Et demain ? (Little Man, What Now?), un film de Frank Borzage avec Magaret Sullivan, Douglass Montgomery. Production : Universal Pictures. États-Unis. 1934. 98 mn. Noir et blanc. Format image : 1.33:1.
Cléopâtre (Cleopatra), un film de Cecil B. DeMille avec Claudette Colbert, Warren William, Henry Wilcoxon. Production : Paramount Productions. États-Unis. 1934. 91 mn. Noir et blanc. Format image : 1.33:1.

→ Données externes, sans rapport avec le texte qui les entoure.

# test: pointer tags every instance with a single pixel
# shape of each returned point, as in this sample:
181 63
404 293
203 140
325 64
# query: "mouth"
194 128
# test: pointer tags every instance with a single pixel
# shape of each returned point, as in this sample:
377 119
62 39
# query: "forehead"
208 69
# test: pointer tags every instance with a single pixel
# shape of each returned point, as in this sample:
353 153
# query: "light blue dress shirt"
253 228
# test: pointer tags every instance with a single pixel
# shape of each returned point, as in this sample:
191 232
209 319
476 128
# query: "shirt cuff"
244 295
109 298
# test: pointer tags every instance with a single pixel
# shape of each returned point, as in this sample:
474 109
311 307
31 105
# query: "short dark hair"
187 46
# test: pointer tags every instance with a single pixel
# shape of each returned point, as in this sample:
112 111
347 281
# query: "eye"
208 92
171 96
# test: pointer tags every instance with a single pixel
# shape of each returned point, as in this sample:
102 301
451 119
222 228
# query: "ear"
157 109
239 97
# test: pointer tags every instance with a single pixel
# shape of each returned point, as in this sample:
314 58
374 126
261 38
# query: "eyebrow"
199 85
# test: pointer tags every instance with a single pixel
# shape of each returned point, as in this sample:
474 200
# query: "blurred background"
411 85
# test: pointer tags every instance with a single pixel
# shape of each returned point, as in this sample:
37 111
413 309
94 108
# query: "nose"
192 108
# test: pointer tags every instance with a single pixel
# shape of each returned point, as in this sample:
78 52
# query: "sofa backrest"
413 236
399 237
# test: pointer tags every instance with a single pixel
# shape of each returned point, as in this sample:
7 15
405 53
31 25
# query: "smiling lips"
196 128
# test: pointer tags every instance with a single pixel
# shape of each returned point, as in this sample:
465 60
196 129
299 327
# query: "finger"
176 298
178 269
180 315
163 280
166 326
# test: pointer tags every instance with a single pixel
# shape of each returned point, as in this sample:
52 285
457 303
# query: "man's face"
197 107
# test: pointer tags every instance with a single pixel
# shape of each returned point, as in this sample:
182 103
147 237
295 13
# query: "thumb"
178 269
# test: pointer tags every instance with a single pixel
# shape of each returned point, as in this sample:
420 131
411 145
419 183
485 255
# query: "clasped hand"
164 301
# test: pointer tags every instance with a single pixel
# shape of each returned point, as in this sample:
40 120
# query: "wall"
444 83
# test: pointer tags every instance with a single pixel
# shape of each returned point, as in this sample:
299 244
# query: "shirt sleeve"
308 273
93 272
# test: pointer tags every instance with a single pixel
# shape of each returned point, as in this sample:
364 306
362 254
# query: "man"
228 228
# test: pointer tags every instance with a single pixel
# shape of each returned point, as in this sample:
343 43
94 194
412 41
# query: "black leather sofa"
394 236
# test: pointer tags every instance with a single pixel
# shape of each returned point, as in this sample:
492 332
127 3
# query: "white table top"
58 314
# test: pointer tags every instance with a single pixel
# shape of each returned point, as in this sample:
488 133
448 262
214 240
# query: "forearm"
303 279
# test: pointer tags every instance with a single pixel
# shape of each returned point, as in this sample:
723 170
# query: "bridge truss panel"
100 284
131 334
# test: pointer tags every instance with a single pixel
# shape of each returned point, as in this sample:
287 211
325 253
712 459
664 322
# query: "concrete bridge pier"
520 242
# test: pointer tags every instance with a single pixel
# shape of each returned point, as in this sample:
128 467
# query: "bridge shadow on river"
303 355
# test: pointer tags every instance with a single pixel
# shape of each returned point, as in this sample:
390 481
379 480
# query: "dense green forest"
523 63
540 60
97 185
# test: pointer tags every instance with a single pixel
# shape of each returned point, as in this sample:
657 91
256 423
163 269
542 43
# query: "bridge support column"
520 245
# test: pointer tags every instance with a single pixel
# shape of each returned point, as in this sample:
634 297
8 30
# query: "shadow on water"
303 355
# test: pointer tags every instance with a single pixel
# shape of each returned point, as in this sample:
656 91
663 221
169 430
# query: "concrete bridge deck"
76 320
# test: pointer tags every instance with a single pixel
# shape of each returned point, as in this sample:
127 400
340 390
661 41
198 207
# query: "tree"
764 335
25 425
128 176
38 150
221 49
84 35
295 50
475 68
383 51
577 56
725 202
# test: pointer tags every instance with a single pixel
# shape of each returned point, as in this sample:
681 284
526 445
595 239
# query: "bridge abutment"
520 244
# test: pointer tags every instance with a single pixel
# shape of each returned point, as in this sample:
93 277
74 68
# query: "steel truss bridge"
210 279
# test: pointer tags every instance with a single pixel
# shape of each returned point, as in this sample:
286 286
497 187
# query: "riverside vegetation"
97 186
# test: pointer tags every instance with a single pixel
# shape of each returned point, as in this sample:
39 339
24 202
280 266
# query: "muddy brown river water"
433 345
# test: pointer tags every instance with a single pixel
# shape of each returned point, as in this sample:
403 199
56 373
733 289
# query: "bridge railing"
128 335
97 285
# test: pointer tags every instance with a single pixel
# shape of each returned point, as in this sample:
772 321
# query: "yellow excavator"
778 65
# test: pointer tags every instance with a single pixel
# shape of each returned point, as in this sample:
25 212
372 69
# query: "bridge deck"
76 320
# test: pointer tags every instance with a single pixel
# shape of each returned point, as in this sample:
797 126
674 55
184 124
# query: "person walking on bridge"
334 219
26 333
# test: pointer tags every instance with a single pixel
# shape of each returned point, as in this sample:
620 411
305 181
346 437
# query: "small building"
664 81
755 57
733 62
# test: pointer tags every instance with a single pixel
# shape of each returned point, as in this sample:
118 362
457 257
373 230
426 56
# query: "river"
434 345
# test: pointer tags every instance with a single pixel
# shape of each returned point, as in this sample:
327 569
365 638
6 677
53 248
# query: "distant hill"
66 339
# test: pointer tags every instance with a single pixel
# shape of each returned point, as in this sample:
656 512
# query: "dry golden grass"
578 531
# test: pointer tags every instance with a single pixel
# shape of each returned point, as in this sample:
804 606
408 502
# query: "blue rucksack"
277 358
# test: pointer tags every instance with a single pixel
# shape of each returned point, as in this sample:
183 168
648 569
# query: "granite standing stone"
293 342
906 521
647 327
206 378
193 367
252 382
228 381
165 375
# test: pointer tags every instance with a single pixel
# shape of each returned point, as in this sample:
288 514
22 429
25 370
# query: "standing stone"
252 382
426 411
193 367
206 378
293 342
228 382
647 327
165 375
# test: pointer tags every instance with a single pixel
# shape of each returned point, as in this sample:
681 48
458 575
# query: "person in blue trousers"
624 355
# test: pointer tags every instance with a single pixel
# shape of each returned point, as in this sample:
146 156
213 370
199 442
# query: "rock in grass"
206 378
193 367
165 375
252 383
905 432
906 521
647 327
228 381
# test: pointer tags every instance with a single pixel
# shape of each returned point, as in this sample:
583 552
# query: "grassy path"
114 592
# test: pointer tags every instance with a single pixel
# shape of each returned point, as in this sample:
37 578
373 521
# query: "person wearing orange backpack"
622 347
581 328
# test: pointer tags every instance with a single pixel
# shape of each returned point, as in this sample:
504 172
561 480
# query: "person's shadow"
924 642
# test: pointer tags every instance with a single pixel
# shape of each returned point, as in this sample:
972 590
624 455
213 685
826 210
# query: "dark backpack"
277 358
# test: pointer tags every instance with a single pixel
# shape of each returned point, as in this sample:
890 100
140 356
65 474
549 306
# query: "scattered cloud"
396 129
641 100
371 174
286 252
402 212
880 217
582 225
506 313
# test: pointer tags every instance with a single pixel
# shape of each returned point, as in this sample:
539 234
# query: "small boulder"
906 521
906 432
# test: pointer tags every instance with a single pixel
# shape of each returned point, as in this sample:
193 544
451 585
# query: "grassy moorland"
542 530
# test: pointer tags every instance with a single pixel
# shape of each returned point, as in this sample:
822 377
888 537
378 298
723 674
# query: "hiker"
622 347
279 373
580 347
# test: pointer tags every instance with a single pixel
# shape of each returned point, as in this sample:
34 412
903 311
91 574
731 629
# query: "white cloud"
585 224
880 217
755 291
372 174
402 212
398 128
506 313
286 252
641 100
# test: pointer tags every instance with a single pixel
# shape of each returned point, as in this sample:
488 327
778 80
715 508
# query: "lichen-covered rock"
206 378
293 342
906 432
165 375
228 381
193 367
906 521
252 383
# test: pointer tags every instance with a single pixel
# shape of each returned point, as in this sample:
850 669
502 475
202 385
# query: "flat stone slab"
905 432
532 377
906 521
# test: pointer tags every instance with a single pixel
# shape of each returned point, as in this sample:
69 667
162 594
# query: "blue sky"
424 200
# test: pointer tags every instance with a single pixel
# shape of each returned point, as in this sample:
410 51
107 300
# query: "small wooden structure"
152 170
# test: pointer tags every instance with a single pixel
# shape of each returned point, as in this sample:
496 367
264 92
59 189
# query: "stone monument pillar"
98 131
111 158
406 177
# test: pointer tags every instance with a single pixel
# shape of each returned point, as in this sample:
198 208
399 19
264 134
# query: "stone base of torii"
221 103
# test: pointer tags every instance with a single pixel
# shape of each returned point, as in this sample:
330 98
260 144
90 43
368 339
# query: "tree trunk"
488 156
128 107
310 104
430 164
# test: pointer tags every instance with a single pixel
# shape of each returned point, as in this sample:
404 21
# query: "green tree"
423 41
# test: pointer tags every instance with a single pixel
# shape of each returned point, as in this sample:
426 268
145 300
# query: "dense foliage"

Tous les titres sont disponibles à l’unité en combo (Blu-ray-DVD) ou DVD collector. En supplément, cette édition propose des présentations des films signées par Véronique Le Bris, Laura Tuillier, Frédéric Mercier, Justin Kwedi, Jean-Pierre Dionnet, Fabien Mauro, Xavier Leherpeur et Nachiketas Wignesan. Des portraits consacrés à Dorothy Arzner, James Whale, Marlene Dietrich, Cecil B. DeMille et Claudette Colbert viennent compléter l’ensemble. Le coffret s’accompagne également d’un livret, Hollywood Interdit – Les années « pré-Code » Hays en 10 films, richement documenté de 96 pages, rédigé par Denis Rossano, qui revient sur chacun des films et consacre une étude approfondie à la carrière de Nancy Carroll. Un indispensable pour toutes les BRthèques !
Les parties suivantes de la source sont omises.